Ad un tratto s'alzò e come fosse stato spinto da una forza irresistibile, s'accostò al cadavere.

– Io lo conosco! – esclamò. – È l'assassino di John!

Martino non si era ingannato: quell'uomo era veramente il compatriota del vecchio minatore, il ladro che aveva rubato il tesoro.

Sorpreso dagl'indiani, nemici implacabili di tutti gli uomini di razza bianca, era stato a sua volta derubato, poi legato all'albero e ucciso dopo chissà quante atroci torture.

Martino stette molto prima di rimettersi dal suo terrore. Fu la paura di vedersi giungere addosso gl'indiani che gli diede nuovamente le ali ai piedi.

– Se mi sorprendono, non mi tratteranno meglio di quell'assassino – disse.

– Fuggiamo!

Si gettò nella parte più folta del bosco e si mise a correre all'impazzata.

Gli pareva di vedersi sempre addosso quei terribili guerrieri dalla pelle rossa, armati delle loro formidabili scuri.

Quanta via percorse? Non lo seppe mai dire. Si ricordò vagamente d'aver superato una montagna, poi d'aver attraversato parecchi torrenti, poi più nulla.

Quando tornò in sé, con sua viva meraviglia, invece di trovarsi fra i cespugli e gli alberi, solo, abbandonato, morente di fame e di febbre, si vide coricato sotto una spaziosa tenda, avvolto in una grossa coperta di lana ben riscaldata.

Un uomo, un messicano, a giudicarlo dalle vesti e dall'ampio cappello di feltro, gli stava seduto vicino, occupato a riempire una tazza d'un liquido fumante.

– Coraggio, giovanotto – gli disse, vedendo Martino alzarsi. – Bevete questo bicchiere di vino di Spagna bollente e anche la febbre se ne andrà!

Martino, sempre più stupito, lo guardava senza parlare.

– Orsù – riprese il messicano, sorridendo. – Non abbiate alcun timore e cercate di riaddormentarvi per ora.

Martino vuotò tutto d'un fiato il generoso vino che gli veniva offerto e tornò ad addormentarsi.

Quarant'otto ore dopo il bravo giovane, sfuggito miracolosamente alla morte, era già in piedi.

Nella sua fuga disordinata era andato a cadere sul sentiero frequentato dai cercatori d'oro della Sierra Nevada ed era stato raccolto dal messicano, il quale tornava allora dalle miniere in compagnia d'alcun compagni.
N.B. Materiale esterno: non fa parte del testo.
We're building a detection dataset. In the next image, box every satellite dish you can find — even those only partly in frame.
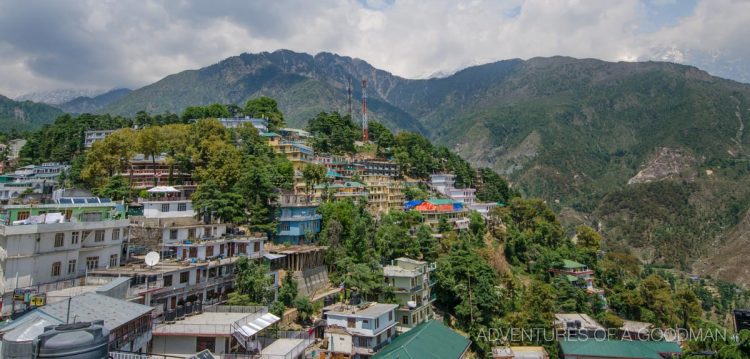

Il buon uomo, molto diverso da tutti quegli avventurieri che non conoscevano alcuna pietà, lo aveva raccolto e premurosamente curato.

La febbre era stata prontamente frenata mercé una buona dose di chinino ed il delirio era pure cessato.

Tre giorni dopo la carovana si rimetteva in marcia per giungere a San Francisco. Il messicano aveva offerto al bravo giovane una mula onde non si affaticasse troppo e ricadesse ammalato.

Tre settimane più tardi i cercatori d'oro facevano la loro entrata nella capitale della California, senza aver fatto cattivi incontri.

Il messicano, che si era stretto in profonda amicizia per Martino, non lo abbandonò. Lo condusse nella propria casa fino al giorno della partenza d'una nave per l'Europa e siccome aveva raccolto una vistosa fortuna nelle miniere del San Gioachino, lo pregò d'accettare un suo ricordo, dietro promessa di non aprirlo che giunto al paese natìo.

Quel ricordo consisteva in un sacchettino di pelle contenente delle pepite del valore di cinquemila lire.

Martino ora è vecchio, ma è sindaco del suo villaggio, possiede una bella casa, della terra e anche un grosso armento.